The paragraph numbers refer to the hotspots on the virtual tours except for 7 and 8 which refer to photographs.1. Floors. The floors are solid and we have covered them with 3 inches of insulation protected by flooring grade chipboard. 2. Walls. The walls had cavity insulation but the rear of the house now has an additional layer of external insulation. This is comprised of 100mm extruded polystyrene foam insulation board bonded to a polystyrene vacuum formed skin to which are bonded 15mm thick fire clay brick slips. This has improved our energy efficiency by about 15%. The end wall is already very well insulated, but we had also intended to insulate the front of the house and cover up the non-matching brick of the extension. However, planning permission was refused on the grounds that it “would be an incongruous feature and adversely affect the street scene”. 3. Ventilation. Where possible, draughts have been eliminated and a mechanical ventilation system installed to keep the air fresh. This heats the fresh air coming into the house using heat from the stale air drawn out of the house. This system saves 90% of the heat normally lost by ventilation.
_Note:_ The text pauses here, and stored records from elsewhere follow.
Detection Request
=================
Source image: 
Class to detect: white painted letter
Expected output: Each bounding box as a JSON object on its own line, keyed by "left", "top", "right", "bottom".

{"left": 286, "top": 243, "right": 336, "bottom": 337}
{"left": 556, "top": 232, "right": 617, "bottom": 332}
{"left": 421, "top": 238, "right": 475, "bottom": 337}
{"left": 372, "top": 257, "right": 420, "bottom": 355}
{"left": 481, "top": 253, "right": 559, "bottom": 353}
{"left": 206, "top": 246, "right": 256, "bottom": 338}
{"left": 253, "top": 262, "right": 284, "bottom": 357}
4. Electricity supply. We have solar photovoltaic (PV) panels on the roof. The panels are rated at 3.7kWp and most of the year generate more electricity than we need, even though they are on a west facing roof. Much misinformation is give about the need for a south facing roof, but the loss to us is less than 20%. Additionally we have a CHP unit described below, and between this and the PV panels we generate more electricity than we need throughout the year. Unfortunately there are still some times of the day that there is a mismatch between our demand and supply but we are able to sell any surplus and buy any extra we need from the grid. We are also paid a “Feed in Tariff” for all the electricity we generate and this will pay both our gas and electricity bills averaged over the year and still leave us a small surplus.
5. Hot Water. We also have two Solar Thermal panels on the roof which heat the hot water. In the first winter we could not see much effect, but in our first summer, we had several weeks of totally free hot water. We have since added extra insulation to our large hot water cylinder so that it will stay hot for longer when the weather is variable. As part of the CORES project we are installing a heat meter so that we can see just how much energy is being saved.
6. Low Energy Lighting. We have done a lot of research to ensure that our low energy lighting is fit for purpose. Where possible we have avoided the slow start CFL bulbs and selected quick start bulbs or used LEDs. Unfortunately people have been put off using low energy bulbs because of the cost and too many have been of poor quality or their light output has been exaggerated. However, a 100W ordinary bulb will use £14 worth of electricity during its life of 1000 hours, so in the long term, a well chosen low energy bulb will save you money.
7. Heating. All forms of energy eventually end up as heat, and with a high grade form of energy, it is possible to do other things with it before it degrades. We have installed a gas powered “Combined Heat and Power” unit (CHP) which can generate electricity as a by-product of heating the house. When the boiler is on it uses a Stirling engine to generate 1kW of electricity and about 5kW of heat. The good thing is that we get cheap electricity and very little of the heat is wasted (as it is in a power station), as the combination is over 90% efficient. [SEE PICTURE]
8. Tumble dryers use a lot of energy so we have installed a drying rack in a cupboard which is ventilated (hidden inside in the top left corner). We have only used the tumble dryer twice since we installed the drying rack two years ago. [SEE PICTURE]
While you may not be able to do all of these things in your house, and we recognise we were very fortunate that we could, if you are thinking of changing anything such as building work, a new boiler, new lighting or even decorating, then now is the time to take another step towards a lower carbon home. Please email us if you want any more information or help to improve your carbon footprint.
3a. Retrofitting a ventilation system require ducting to be installed but this does not need to be obtrusive.
3b. Vents take stale air out of the “wet” areas of the house such as the kitchen and bathroom.
3c. Fresh air is brought in to the living rooms and bedrooms.